Que el topónimo Garachico procede de las lenguas aborígenes canarias es la hipótesis más verosímil, así sostenida por los trabajos del filólogo Juan Álvarez Delgado y otros estudiosos, que lo incluyen en el grupo de voces guanches que contienen la raíz gara o guar, cuyo significado es el de roque o cerro.
En cuanto al elemento -ico se relaciona con otros innumerables topónimos isleños, pero no como derivación del español con el significado de chico, pequeño. De ahí que se deduzca que el nombre Garachico es anterior a la llegada de los europeos y como tal figura en el trabajo Los guanchismos. Diccionario de toponimia de Canarias (Universidad de Las Palmas de Gran Canaria).

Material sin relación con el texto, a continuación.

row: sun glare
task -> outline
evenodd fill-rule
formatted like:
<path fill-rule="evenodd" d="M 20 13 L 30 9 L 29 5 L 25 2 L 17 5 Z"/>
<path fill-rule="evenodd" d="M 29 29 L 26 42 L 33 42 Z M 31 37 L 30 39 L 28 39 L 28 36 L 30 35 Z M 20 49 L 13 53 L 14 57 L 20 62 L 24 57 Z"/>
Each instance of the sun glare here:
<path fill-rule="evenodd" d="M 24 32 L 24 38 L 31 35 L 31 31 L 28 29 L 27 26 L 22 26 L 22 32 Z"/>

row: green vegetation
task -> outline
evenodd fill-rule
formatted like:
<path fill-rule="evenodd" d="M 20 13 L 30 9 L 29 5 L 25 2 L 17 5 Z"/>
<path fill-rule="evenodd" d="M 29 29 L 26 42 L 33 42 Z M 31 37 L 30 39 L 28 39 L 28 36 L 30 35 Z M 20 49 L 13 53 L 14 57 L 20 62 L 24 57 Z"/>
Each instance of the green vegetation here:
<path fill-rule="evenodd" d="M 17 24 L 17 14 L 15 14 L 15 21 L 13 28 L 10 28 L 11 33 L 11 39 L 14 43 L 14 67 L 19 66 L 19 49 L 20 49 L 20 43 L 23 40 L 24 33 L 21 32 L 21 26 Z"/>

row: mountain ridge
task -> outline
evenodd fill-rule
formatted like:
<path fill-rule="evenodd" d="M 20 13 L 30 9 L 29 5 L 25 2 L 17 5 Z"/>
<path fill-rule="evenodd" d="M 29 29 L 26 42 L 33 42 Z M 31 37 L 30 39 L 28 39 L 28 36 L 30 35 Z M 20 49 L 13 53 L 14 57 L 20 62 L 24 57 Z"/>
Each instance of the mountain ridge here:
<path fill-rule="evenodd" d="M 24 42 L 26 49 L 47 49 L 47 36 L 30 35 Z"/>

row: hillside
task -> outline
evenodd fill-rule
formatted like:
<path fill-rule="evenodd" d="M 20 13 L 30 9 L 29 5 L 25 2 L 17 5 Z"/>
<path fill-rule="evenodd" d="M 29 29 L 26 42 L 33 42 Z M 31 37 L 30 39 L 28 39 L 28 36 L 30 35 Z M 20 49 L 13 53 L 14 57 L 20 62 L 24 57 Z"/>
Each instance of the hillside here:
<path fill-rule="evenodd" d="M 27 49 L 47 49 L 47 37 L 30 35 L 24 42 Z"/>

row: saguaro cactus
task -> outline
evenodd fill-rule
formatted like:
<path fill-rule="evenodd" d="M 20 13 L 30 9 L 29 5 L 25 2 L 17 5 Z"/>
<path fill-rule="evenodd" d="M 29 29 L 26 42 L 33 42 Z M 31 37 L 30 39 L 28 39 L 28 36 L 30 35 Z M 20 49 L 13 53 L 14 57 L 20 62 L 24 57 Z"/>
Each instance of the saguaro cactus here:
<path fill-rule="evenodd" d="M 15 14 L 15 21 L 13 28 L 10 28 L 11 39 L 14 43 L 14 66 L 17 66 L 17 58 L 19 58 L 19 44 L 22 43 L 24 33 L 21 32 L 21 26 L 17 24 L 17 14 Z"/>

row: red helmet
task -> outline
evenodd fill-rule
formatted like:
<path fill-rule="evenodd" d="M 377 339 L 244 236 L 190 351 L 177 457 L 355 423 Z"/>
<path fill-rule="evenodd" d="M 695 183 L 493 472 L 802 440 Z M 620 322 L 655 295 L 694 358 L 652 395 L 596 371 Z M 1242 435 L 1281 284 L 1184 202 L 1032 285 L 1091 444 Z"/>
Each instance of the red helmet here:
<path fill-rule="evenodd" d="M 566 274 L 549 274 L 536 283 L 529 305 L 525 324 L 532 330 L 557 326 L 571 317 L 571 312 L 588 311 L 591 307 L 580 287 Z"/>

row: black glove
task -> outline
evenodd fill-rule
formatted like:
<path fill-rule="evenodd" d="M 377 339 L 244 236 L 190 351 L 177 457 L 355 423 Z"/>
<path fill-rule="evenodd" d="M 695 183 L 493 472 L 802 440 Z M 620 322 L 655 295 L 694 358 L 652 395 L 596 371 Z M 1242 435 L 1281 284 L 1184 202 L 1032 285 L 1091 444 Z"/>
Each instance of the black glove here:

Fue allá por el año de 1496, concluida la conquista de Tenerife, cuando el Adelantado Alonso Fernández de Lugo procedió al reparto de tierras y aguas. En la comarca de Daute aquellas datas beneficiaron, y generosamente, a los comerciantes genoveses Cristóbal de Ponte y Mateo Viña, en virtud de su condición de financiadores de la campaña militar, a quienes se sumaría otro italiano, Agustin Interián, prestamista de Viña y al que le reclamaría como pago de la deuda contraída con él la mitad de su hacienda, y de ahí la caleta que lleva su nombre.
Lo cierto es que los recursos se distribuyeron de manera desigual entre un pequeño grupo de grandes propietarios y el resto de colonos: andaluces, gallegos, extremeños y, sobre todo, portugueses, especialistas de los ingenios de azúcar -el primer cultivo de exportación implantado por los conquistadores-, quienes representaron más del 80% del total de aquel poblamiento inicial, una presencia que permanece viva en el léxico y en multitud de apellidos de origen luso.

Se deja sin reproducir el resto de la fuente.